Trick-or-treaters will have more room to run around the city this year, thanks to an expansion of the Open Streets program that will see nearly 100 streets go car-free for Halloween. Not everyone, however, is thrilled.
The dozens of streets (see full list here) will be car-free from 4 pm to 8 pm on Oct. 31, announced authorities Monday — part of a multi-pronged and ongoing effort to designate more pedestrian-only zones for family activities across the five boroughs. See the list of Halloween Open Streets here.
“Trick-or-Streets is going to be an incredible night of safe, healthy fun, and community bonding for families across the borough,” Queens Borough President Donovan Richards said.
The announcement by DOT Commissioner Ydanis Rodriguez and other city leaders was held in Queens where the annual Jackson Heights Halloween Parade will march once again down 37th Avenue. That kicks off at 5 pm
“As someone who grew up in apartment spaces without actually any parks, this has been a godsend to many members of our community, to me, to my neighbors and I cannot wait on Monday after the parade to be able to come here and enjoy with the children,” said Assembly Member Catalina Cruz.

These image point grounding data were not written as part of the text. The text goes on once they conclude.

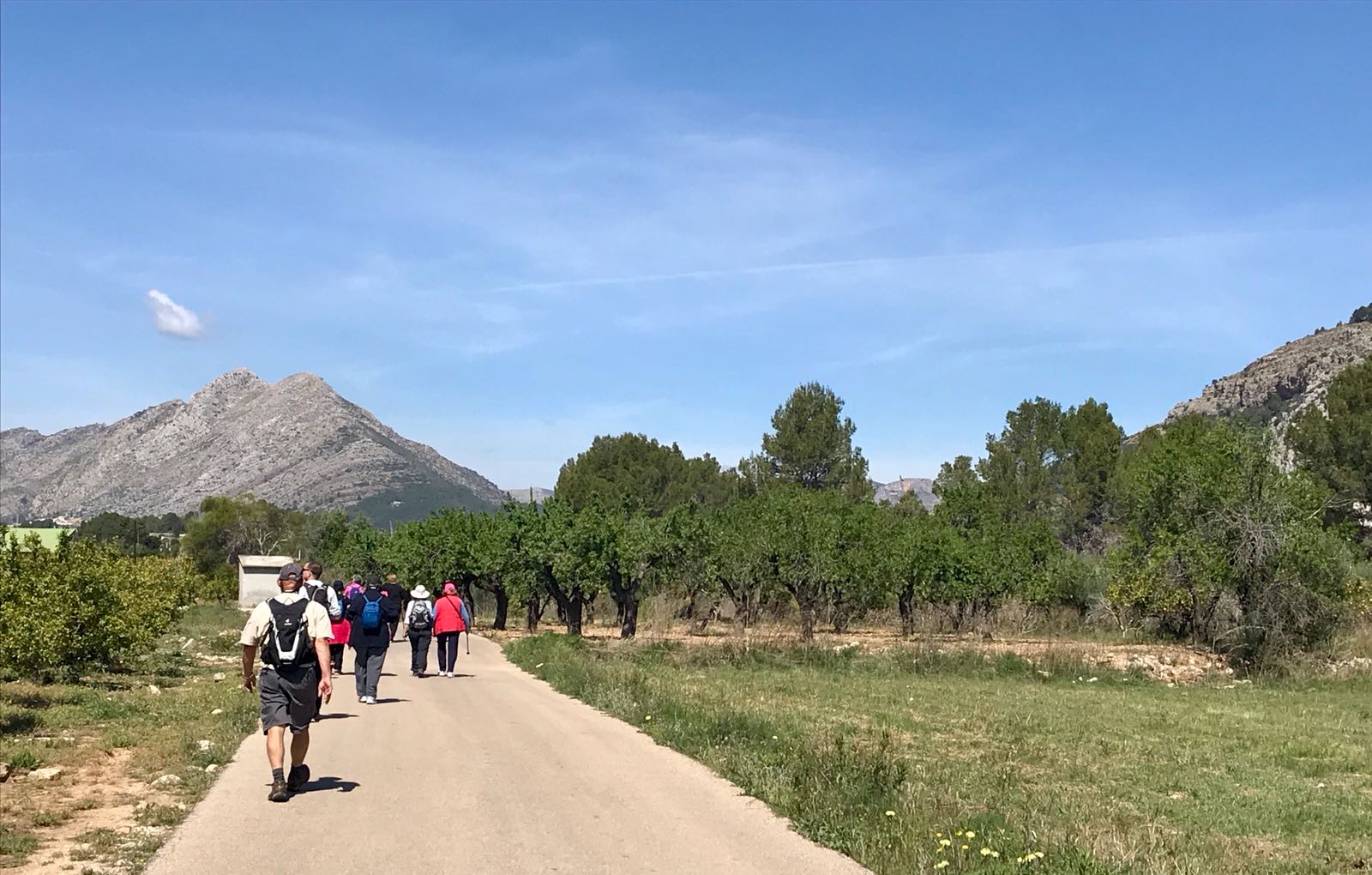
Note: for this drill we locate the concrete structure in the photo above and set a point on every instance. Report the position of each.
(257, 577)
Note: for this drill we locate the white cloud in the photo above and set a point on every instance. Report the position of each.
(172, 318)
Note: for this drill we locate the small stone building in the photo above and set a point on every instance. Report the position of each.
(257, 577)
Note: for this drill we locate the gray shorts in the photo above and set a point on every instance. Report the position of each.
(288, 697)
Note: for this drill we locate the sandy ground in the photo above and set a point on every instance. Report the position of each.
(487, 772)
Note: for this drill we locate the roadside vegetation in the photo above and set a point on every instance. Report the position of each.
(887, 756)
(1193, 533)
(100, 769)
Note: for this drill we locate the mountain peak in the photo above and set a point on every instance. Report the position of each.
(1280, 384)
(230, 386)
(295, 444)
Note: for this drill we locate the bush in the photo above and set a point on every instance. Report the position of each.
(1221, 546)
(84, 605)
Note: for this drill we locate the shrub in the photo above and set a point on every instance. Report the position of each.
(84, 605)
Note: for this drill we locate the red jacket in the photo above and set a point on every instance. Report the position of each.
(448, 615)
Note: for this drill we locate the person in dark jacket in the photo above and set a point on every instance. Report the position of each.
(370, 641)
(400, 597)
(418, 627)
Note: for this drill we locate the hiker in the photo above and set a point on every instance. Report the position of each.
(340, 631)
(316, 590)
(418, 627)
(450, 619)
(370, 616)
(294, 636)
(400, 597)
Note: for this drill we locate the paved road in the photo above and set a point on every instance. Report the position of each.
(493, 772)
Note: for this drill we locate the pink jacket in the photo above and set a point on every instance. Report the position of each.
(448, 615)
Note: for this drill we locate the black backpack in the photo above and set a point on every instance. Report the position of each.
(287, 643)
(422, 619)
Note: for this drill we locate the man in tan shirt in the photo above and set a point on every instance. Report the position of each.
(294, 636)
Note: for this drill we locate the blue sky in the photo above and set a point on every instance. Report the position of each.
(508, 228)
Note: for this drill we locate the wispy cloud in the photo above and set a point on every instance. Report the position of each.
(172, 318)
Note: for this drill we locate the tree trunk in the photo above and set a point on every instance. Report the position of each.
(574, 615)
(907, 612)
(841, 618)
(502, 605)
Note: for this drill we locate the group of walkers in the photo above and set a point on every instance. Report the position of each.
(302, 634)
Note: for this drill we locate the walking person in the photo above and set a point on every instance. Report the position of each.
(316, 590)
(418, 625)
(370, 616)
(400, 597)
(450, 619)
(342, 629)
(294, 637)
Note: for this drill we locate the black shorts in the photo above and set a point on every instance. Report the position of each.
(288, 697)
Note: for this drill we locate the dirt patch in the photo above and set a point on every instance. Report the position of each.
(98, 794)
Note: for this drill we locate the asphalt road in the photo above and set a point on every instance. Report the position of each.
(489, 772)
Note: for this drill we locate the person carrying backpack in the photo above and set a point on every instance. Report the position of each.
(319, 591)
(450, 619)
(370, 616)
(340, 631)
(418, 622)
(292, 634)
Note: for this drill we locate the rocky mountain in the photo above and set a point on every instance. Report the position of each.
(295, 444)
(924, 488)
(530, 492)
(1283, 383)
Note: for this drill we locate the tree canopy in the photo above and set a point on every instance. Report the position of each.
(811, 446)
(638, 474)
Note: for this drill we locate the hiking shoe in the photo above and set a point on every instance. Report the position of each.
(297, 778)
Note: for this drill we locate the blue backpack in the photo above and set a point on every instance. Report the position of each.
(372, 615)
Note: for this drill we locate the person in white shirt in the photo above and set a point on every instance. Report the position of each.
(294, 636)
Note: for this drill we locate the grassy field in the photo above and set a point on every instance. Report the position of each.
(887, 756)
(111, 737)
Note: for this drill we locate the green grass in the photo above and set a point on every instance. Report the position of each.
(75, 724)
(1115, 775)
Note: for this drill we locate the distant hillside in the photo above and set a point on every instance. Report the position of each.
(896, 488)
(295, 444)
(1279, 386)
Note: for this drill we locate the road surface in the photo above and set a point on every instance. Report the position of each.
(490, 772)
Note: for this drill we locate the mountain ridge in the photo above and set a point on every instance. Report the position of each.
(295, 444)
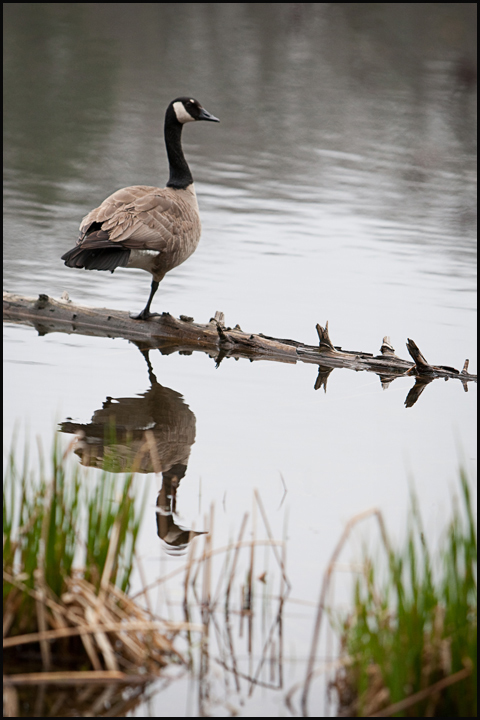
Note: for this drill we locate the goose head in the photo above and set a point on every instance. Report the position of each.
(187, 109)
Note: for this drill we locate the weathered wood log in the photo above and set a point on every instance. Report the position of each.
(183, 334)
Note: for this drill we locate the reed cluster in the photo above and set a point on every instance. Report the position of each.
(409, 646)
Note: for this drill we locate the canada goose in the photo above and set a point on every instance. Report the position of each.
(151, 228)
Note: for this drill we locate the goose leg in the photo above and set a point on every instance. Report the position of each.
(146, 314)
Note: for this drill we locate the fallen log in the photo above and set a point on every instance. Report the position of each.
(182, 334)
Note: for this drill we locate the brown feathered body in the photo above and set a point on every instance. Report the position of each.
(145, 227)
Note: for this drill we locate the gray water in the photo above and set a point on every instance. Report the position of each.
(340, 185)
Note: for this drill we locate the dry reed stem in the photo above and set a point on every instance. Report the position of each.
(80, 677)
(270, 535)
(324, 589)
(236, 546)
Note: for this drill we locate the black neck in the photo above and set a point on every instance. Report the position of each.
(180, 175)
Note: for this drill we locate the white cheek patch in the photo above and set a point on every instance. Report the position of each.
(182, 115)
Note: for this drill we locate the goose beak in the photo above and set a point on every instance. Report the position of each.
(205, 115)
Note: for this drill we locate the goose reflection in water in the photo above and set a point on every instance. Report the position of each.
(120, 438)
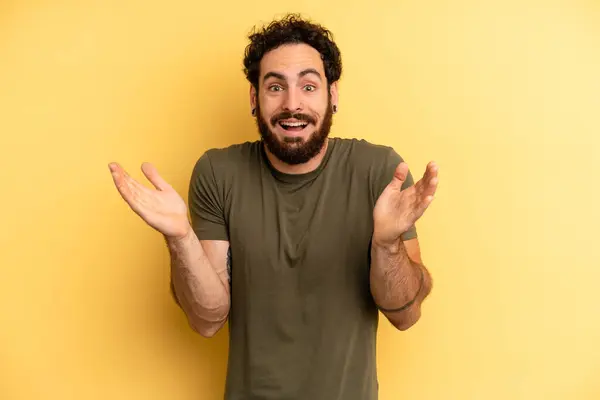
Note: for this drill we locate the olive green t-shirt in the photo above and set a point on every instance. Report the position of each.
(302, 324)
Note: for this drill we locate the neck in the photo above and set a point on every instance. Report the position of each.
(305, 168)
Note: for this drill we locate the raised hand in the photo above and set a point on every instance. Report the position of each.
(397, 210)
(163, 208)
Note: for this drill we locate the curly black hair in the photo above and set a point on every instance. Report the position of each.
(292, 29)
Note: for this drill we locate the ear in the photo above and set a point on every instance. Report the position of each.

Supporters of the Open Streets program said there has been a 42 percent drop in traffic crashes since its implementation in 2020.
But not everyone was thrilled by the city’s news. Boos and screams overshadowed Monday’s Halloween announcement as a handful of Jackson Heights community members aired their frustrations with the city program.
Speakers and hecklers went back and forth during the press conference trying to establish dominance ahead of a ribbon cutting to celebrate the road’s redesign into Paseo Park.
Bryan Barrett said he joined his neighbors angered by the difficulties they say closing the streets has caused first responders to access the area, as well as residents requiring Access-A-Ride vehicles.
“I view this as a slap in the face,” Barrett said, demanding more conversation with the city. “Open Streets has literally caused a divide. They put boulders in the streets, it’s hard for the emergency vehicles to get to the sick people .”
“The thing is we keep talking, we keep asking for compromise and they don’t want to do it and we’re tired of it,” Julia Maddox, another community resident protesting the streets program, said.
Not everyone in the neighborhood is against the city’s program or the holiday expansion. Robin Mitchell spoke with some of his neighbors, hoping to find common ground.
“I agree that human life has been impacted, but I think it’s been impacted in all the right ways,” he said. “I understand what people are saying about Access-A-Ride and the firetrucks, we totally need to make sure that Access-A-Ride can get to the people that need it. We can totally make that happen.”